Ubisoft’s Steep is a sports action game featuring snowboarding, skiing, paragliding, and wingsuit flying, but combined with what Ubisoft does best — an open world. The game is set entirely within the Alps Region, and it’s free for you to explore. You can explore the region by completing various challenges scattered throughout the game, with each challenge unlocking a new one or a new map point. Each challenge has an indicated difficulty between Easy, Medium, and Hard, while also providing medals to be earned depending on your score. The types of challenges you will be facing are split up into different sports and categories, with each adding to your play style attributes.

Most challenges are filled with thrill-seeking moments, where you perform insane stunts by jumping off cliffs, racing down various mountains, and even trying to inflict the most amount of damage to your rider. Not all challenges are as fun as others, however. The challenges that provide the most thrill are the ones involving skiing, snowboarding, and wingsuiting. Paragliding, on the other hand, mostly comes off as dull and incredibly awkward at times. This is especially true when jumping between different challenges, where your blood is pumping due to the insane cliff jump you had just performed in a previous challenge only to be brought down by a boring and awkwardly controlling paragliding challenge.


For the most part, Steep controls well. I could perform various tricks and wingsuit across mountain tops with incredible ease due to the simple control scheme. However, again, with the paragliding challenges, it always came across as awkward and never giving enough control where I felt comfortable. A downside to this simplicity is you won’t be seeing yourself memorizing various tricks or combos. This is a shame since, during the challenges that focus on performing various stunts, it would’ve been nice to have a list of combos to choose. It would have evoked that sense of accuracy and skill, where the use of the right stick just doesn’t convey at all.

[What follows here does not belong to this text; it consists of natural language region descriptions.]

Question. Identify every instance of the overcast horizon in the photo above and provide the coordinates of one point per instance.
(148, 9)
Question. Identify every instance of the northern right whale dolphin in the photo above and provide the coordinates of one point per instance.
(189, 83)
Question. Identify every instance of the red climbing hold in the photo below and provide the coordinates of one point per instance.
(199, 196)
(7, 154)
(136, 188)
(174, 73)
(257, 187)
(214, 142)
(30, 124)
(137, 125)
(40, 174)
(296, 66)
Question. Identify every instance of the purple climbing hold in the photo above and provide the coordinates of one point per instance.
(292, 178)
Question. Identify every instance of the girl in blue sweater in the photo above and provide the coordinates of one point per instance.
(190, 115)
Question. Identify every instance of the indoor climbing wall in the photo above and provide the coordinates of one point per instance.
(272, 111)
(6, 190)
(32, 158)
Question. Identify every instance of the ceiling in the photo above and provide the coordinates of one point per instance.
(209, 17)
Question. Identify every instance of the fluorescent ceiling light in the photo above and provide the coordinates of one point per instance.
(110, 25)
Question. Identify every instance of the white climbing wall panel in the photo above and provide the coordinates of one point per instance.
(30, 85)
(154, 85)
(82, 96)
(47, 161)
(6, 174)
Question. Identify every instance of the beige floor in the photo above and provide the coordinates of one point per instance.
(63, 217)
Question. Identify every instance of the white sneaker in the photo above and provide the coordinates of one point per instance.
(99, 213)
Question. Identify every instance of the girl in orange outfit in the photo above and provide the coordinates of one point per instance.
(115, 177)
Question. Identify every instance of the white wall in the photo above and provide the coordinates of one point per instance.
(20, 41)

Steep also provides a way of seamless multiplayer where random players pop in the game. In each challenge you’ll notice a random player alongside you, with the option to group up with that player. This seems like a cool idea and great way to meet players for a group play session. However, in practice, it doesn’t execute so well. There were countless moments where I would try to group up with someone, only to be met with no response. This isn’t the player’s fault of course, but due to the game’s nature where you are racing at high speeds or performing blood rushing stunts down a mountain, there isn’t enough of a window to accept the invitation. Not only that but the the notification that pops up when someone invites you is so small that most of the time you wouldn’t even notice it. Also, it seems there is no incentive either as there doesn’t seem to be any experience points increase when grouped up with someone.

Aside from the random encounters with other players, there is another way to interact with them and that’s by creating player challenges. Every time you finish a race or a free style mission, you can set a challenge for other players to do as a way of providing competition and an extra objective between friends. This is a lot easier done in practice and can actually be performed with ease without interrupting gameplay.


Visually, Steep nails the looks of the Alpine region and stays faithful to its geography, albeit condensed, but still manages to make each location distinguishable from the next. There will be times where you just want to stand still at the mountain top and take in the white world below. Adding to this atmosphere as well is the soundtrack. While jumping off cliffs or racing through a group of trees, you will be accompanied by either an up beat Indie-Rock track or even Flight of the Valkyries. You can even choose what type of genre to be played, whether you want it exclusively to be Hip Hop or Chill Pop. Either way, there’s no going wrong with the soundtrack and you may even find yourself looking for the playlist on Spotify.

Overall, Steep is fun and definitely a world you can get lost in. The map is huge and full of challenges and locations to discover, with each providing thrills and stunts that will keep you coming back for more. Although it could have done better in some aspects, it still provides a fun package that mixes the fun of past arcade sports games, while adding modern elements to not make it feel outdated.

This review is based on a review copy provided by Ubisoft.